Hickenlooper also talked about his ethics violations and the ensuing advertisements that have been aired attacking him. In June, Colorado’s Independent Ethics Commission ordered him to pay $2,750 for two illegal gifts he accepted during his time in office, one a ride on a private jet and the other for a Maserati limousine ride in Italy.

Hickenlooper called the violations “inadvertent, unintentional mistakes.” He also criticized the Colorado Republican Committee for spending $20 million on what he called “attack ads” that he believes misrepresent the situation.

He said he won’t run any such advertisements against Gardner out of principle, saying that such advertisements from either side of the political spectrum harm democracy.

“The attack ads are like Coke and Pepsi,” Hickenlooper said. “Coke hates Pepsi. Pepsi hates Coke. It’s as bad as the environmentalists and the oil and gas industry, which is another story. If Coke attacks Pepsi, Pepsi’s sales are coming down, absolutely. Then Pepsi would have no choice but to attack Coke. Coke sales would go down. You’d end up depressing the sales in the entire product category of soft drinks. We’re depressing the product category of democracy, and what happens when you do this many attack ads is, after the election, it’s hard for people to come together.”

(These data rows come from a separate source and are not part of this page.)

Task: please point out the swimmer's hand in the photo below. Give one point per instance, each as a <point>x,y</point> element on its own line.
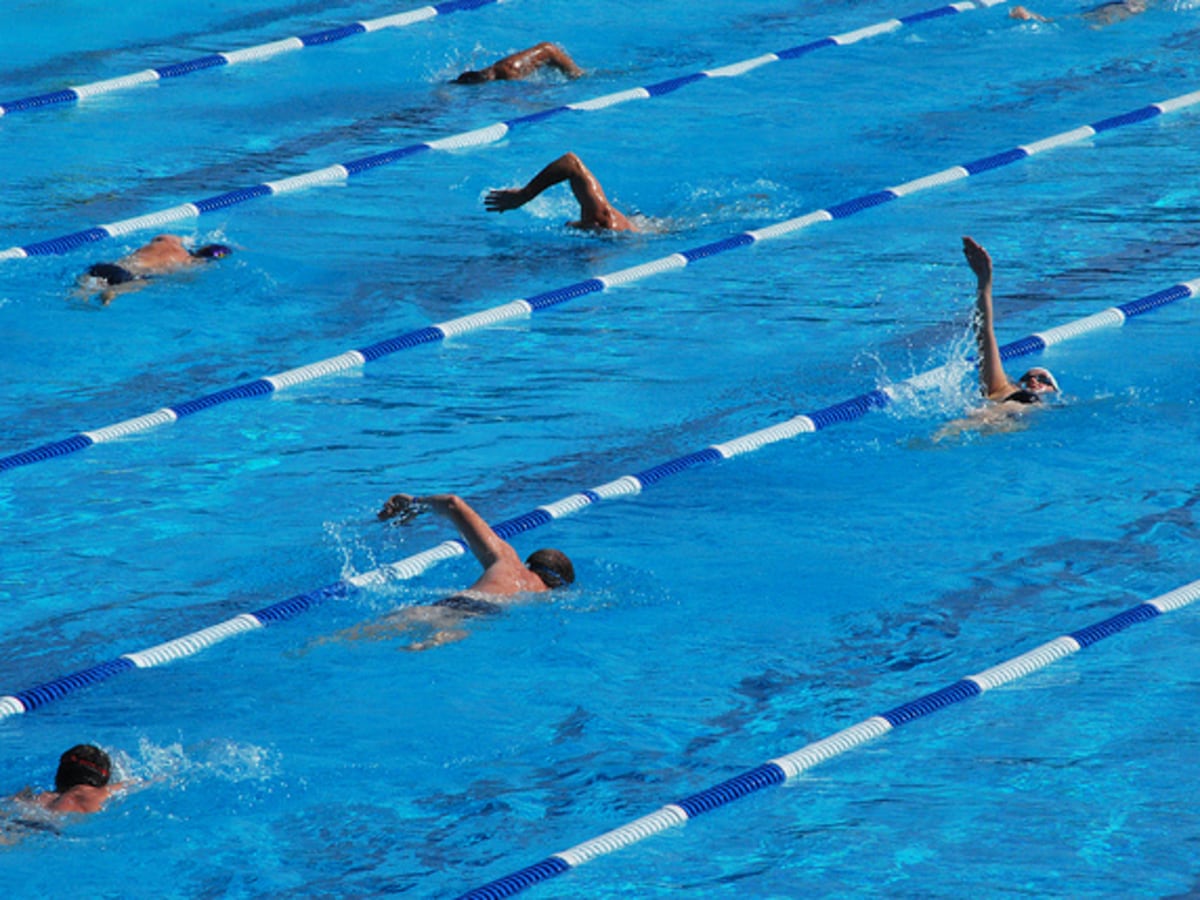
<point>504,199</point>
<point>403,507</point>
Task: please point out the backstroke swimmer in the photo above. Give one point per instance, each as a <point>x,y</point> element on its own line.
<point>163,255</point>
<point>505,579</point>
<point>1007,399</point>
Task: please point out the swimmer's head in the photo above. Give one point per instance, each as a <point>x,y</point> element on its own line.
<point>213,251</point>
<point>552,567</point>
<point>83,765</point>
<point>1039,381</point>
<point>471,77</point>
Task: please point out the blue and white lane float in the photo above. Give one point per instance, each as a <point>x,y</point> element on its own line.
<point>477,137</point>
<point>250,54</point>
<point>539,303</point>
<point>624,486</point>
<point>784,768</point>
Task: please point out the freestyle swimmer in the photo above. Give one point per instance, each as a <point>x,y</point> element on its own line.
<point>523,64</point>
<point>504,577</point>
<point>163,255</point>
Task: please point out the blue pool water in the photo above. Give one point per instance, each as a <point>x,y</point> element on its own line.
<point>729,615</point>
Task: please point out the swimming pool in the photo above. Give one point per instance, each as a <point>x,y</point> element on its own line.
<point>727,616</point>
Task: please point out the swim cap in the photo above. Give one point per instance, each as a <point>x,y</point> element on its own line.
<point>552,567</point>
<point>83,765</point>
<point>213,251</point>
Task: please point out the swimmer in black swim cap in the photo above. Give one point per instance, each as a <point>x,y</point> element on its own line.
<point>504,577</point>
<point>163,255</point>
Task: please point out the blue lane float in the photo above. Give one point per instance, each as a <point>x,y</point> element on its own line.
<point>546,300</point>
<point>250,54</point>
<point>785,768</point>
<point>624,486</point>
<point>477,137</point>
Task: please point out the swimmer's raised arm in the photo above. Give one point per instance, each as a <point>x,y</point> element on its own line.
<point>991,370</point>
<point>595,211</point>
<point>484,543</point>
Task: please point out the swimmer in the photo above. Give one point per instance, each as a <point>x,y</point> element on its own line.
<point>595,211</point>
<point>522,65</point>
<point>81,784</point>
<point>1098,16</point>
<point>504,575</point>
<point>1008,399</point>
<point>163,255</point>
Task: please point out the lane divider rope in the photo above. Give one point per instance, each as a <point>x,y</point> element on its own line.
<point>785,768</point>
<point>624,486</point>
<point>539,303</point>
<point>249,54</point>
<point>478,137</point>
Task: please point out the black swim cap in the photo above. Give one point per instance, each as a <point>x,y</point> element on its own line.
<point>552,567</point>
<point>213,251</point>
<point>83,765</point>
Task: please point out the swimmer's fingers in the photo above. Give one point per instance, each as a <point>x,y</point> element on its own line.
<point>395,507</point>
<point>503,199</point>
<point>403,508</point>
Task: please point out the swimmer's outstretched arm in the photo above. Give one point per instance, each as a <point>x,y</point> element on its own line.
<point>567,167</point>
<point>991,370</point>
<point>595,211</point>
<point>485,544</point>
<point>526,63</point>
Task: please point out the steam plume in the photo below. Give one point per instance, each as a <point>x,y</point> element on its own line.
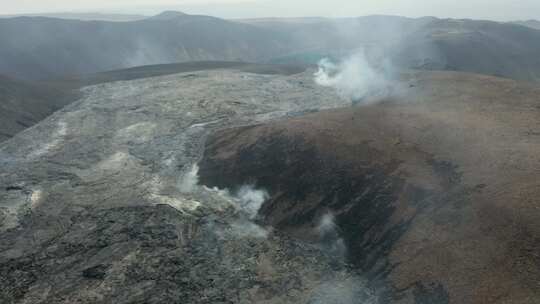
<point>353,78</point>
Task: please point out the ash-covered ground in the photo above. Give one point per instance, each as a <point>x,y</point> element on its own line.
<point>100,202</point>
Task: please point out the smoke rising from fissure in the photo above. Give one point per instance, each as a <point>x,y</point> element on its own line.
<point>354,77</point>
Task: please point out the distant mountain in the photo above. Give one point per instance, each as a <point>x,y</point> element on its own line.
<point>85,16</point>
<point>535,24</point>
<point>23,105</point>
<point>500,49</point>
<point>41,48</point>
<point>484,47</point>
<point>38,48</point>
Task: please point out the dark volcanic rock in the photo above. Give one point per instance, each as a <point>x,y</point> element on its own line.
<point>423,186</point>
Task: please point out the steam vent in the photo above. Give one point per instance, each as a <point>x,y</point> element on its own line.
<point>189,159</point>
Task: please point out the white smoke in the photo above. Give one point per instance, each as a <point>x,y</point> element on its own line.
<point>330,238</point>
<point>189,180</point>
<point>251,200</point>
<point>247,200</point>
<point>353,78</point>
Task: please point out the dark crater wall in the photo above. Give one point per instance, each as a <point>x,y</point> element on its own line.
<point>309,177</point>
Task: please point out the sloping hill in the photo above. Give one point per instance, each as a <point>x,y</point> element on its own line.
<point>535,24</point>
<point>500,49</point>
<point>37,47</point>
<point>23,105</point>
<point>434,190</point>
<point>485,47</point>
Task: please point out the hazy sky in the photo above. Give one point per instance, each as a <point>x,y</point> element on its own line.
<point>478,9</point>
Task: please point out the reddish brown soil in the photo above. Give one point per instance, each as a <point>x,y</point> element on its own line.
<point>436,191</point>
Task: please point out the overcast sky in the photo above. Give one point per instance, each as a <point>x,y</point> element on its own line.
<point>476,9</point>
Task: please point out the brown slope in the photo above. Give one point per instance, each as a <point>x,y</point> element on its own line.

Hickenlooper’s visit to Ramblebine came a day after he hosted a virtual conversation with breweries around Colorado to discuss economic recovery efforts for small businesses such as them. He spoke with brewery owners from Denver, Colorado Springs, Durango and Greeley.

He gave himself the in-person opportunity to add Grand Junction to that list this weekend.

“Just like I did when I was governor, I try to be a fair witness for quick results, someone who doesn’t have a horse in the race, someone who’s going to go and listen to both sides and craft a fair compromise,” Hickenlooper said. “That’s what Washington should be doing. That’s why I want to go to Washington and change it.”